The film “Fight Club” (1999) is one of the most controversial films of the 20th century. It tells the story of the a thirty-something insurance worker who meets a charismatic stranger named Tyler Durden. This stranger has a fundamentally nihilistic world view and rejects ideas of self-improvement or of career progression. Instead, he argues that modern morality is simple a veneer that serves to keep people trapped in jobs that they hate in order to perpetuate a meaningless consumer life style. After he has introduced the narrator to his vision of a “Fight Club,” a meeting place where frustrated men indulge in ultra-violent bare-knuckle boxing, Tyler begins to build an underground army and to carry out acts of domestic terrorism. The film ends as the narrator realizes that Tyler is only a schizophrenic projection of the person that he wishes he could be, and as city sky-scrapers are destroyed in the group’s most destructive attack yet.

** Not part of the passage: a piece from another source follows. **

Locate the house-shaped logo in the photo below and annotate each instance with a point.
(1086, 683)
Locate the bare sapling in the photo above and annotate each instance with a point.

The philosophy of “Fight Club” is existentialist and its view of morality and ethics is nihilist. Indeed, it is this nihilism that can be seen to inform the film’s conception of existential truth. Tyler fundamentally rejects the idea that there can be kind of transcendent moral concepts that could give meaning to action. He does not believe that anything can reasonably be called “good” or “bad” by referring it a standard of morality that exists outside of a particular act and its context. Instead, he argues that every kind of attachment to such an idea is simply a weakness and a shackle that is placed on a person by contemporary society. Such shackles must be removed if true freedom is ever to come into being. In one scene, he forces the narrator to conquer his fear of pain and of death by subjecting him to an excruciating chemical burn and, once he has cured it with vinegar, insists that it is “only once we have lost everything that we are free to do anything.”
As well as emphasizing that individual freedom can only come into being once attachment to the world has been overcome, Tyler insists that all moral values are simply a reflection of consumerism. As such, he is an existentialist who argues that meaning can only come from an individual and their own consciousness, and that this meaning cannot be prescribed to them by anything above and beyond their own lives. It is this belief that frequently causes him to challenge the narrator to take more risks and to behave in a manner that is less dominated by a means-ends form of reasoning. In one memorable scene and the narrator are driving a free-way in the rain and Tyler takes his hands off the wheel, causing the car to crash. As the two crawl out of the wreckage, he insists that they have just “had a near life experience.” It is only the intensity of experience that can give meaning to a person’s life. Anything else is simply an illusion.
Watching “Fight Club” and reflecting on the issues that it raises has influenced the manner in which I perceive both existential philosophy and nihilism. Importantly, it has enabled me to understand how such philosophies could conceivably be played out within the course of a life time, and also how they may be related to critique of consumerism. In my previous understanding of existentialism, I had not thought to relate the absence of overall meaning to the the way in which capitalism thrives by giving apparent meaning to meaningless acts. In particular, this has influenced poems that I have written since watching the film. These now express an existential morality and they also link this directly to a criticism of capitalism.